Baking is a skill which I have been honing for some time now. I really have no interest in creating anything sweet (you might have noticed a complete absence of anything sugary in my blog?). Making bread is something I like to try my hand at with limited and sporadic success, but there is something compelling and rewarding to create a tasty loaf from a few, key ingredients. Flatbreads are, in my opinion easy to master, indeed, any bread that doesn't require leavening or cooking in an oven (as opposed, to a hot, flat pan) seems to be rather manageable.
Today I had an urge to make a loaf, and after some probing through a couple of cookbooks I settled on a Moroccan rustic bread from my Moro cookbook. I followed the recipe, but found that it required some tweaking - with the ingredients and methodology. Baking, although a fine art, seems to hit the middle ground between alchemy and science - not really proliferating enough into either craft to firmly establish its cooking roots.
Here's what I did:
Rustic Moroccan Bread
- Add 3/4 of a teaspoon of yeast to 20ml of tepid water. Allow to mix together for 2 minutes.

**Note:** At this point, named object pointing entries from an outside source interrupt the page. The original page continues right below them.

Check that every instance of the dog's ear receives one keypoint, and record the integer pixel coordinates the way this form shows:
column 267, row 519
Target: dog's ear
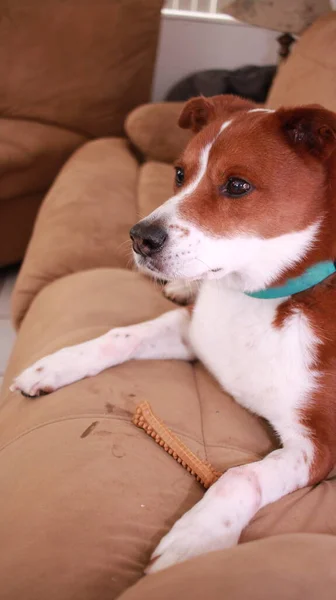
column 200, row 111
column 309, row 129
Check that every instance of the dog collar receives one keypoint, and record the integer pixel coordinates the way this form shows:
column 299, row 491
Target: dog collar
column 312, row 276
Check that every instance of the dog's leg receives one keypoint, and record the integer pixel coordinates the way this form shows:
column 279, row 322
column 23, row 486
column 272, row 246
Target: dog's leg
column 162, row 338
column 217, row 521
column 181, row 291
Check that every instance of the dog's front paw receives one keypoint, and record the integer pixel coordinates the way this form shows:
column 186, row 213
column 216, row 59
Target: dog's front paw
column 197, row 532
column 49, row 374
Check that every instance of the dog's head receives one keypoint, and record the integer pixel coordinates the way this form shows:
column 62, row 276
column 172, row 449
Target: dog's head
column 254, row 195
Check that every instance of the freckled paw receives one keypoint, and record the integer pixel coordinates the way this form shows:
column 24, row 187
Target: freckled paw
column 44, row 377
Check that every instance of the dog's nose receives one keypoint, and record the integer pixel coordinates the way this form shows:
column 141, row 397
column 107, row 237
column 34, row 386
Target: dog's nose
column 148, row 239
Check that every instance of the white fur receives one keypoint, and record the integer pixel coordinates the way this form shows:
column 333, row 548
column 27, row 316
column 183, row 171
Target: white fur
column 268, row 369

- Add a good few squeezes of honey to the warm water. Stir.
- Warm 100ml of milk in a pan.
- Mix 200ml of wholemeal flour with 100ml of plain, strong bread flour.

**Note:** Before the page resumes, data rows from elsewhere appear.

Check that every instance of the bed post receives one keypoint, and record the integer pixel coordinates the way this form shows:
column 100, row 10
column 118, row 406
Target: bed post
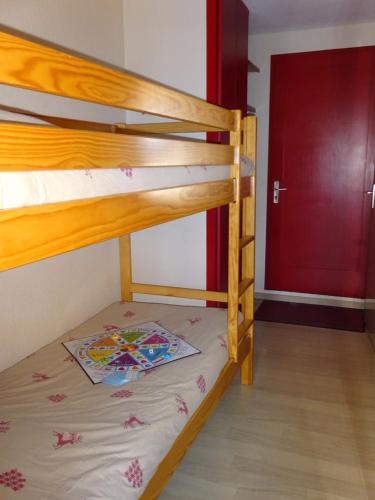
column 125, row 267
column 234, row 242
column 248, row 252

- Make a well in the middle of flour, add the water/honey/yeast. Add 1 teaspoon of fine sea salt.
- Using your index finger like a dough hook start to mix the liquids in.
- Slowly add the warm milk until you have a tacky, but not wet dough.
- Flour a surface. Kneed the dough for 5 minutes until it becomes soft and elastic.
- Split the dough into 2 balls. Roll each ball into a disc, 1cm thick and 15cm wide.
- Oil 2 baking trays. Place each disc onto a baking tray.
- Cover the trays with a tea-towel each. Leave in a warm place for 4 hours until they have roughly swelled to double size.
- Preheat the a fan assisted oven to 200C.
- Put the two trays in. Bake for roughly 10 to maximum 15 minutes. The bread should resemble the photo above.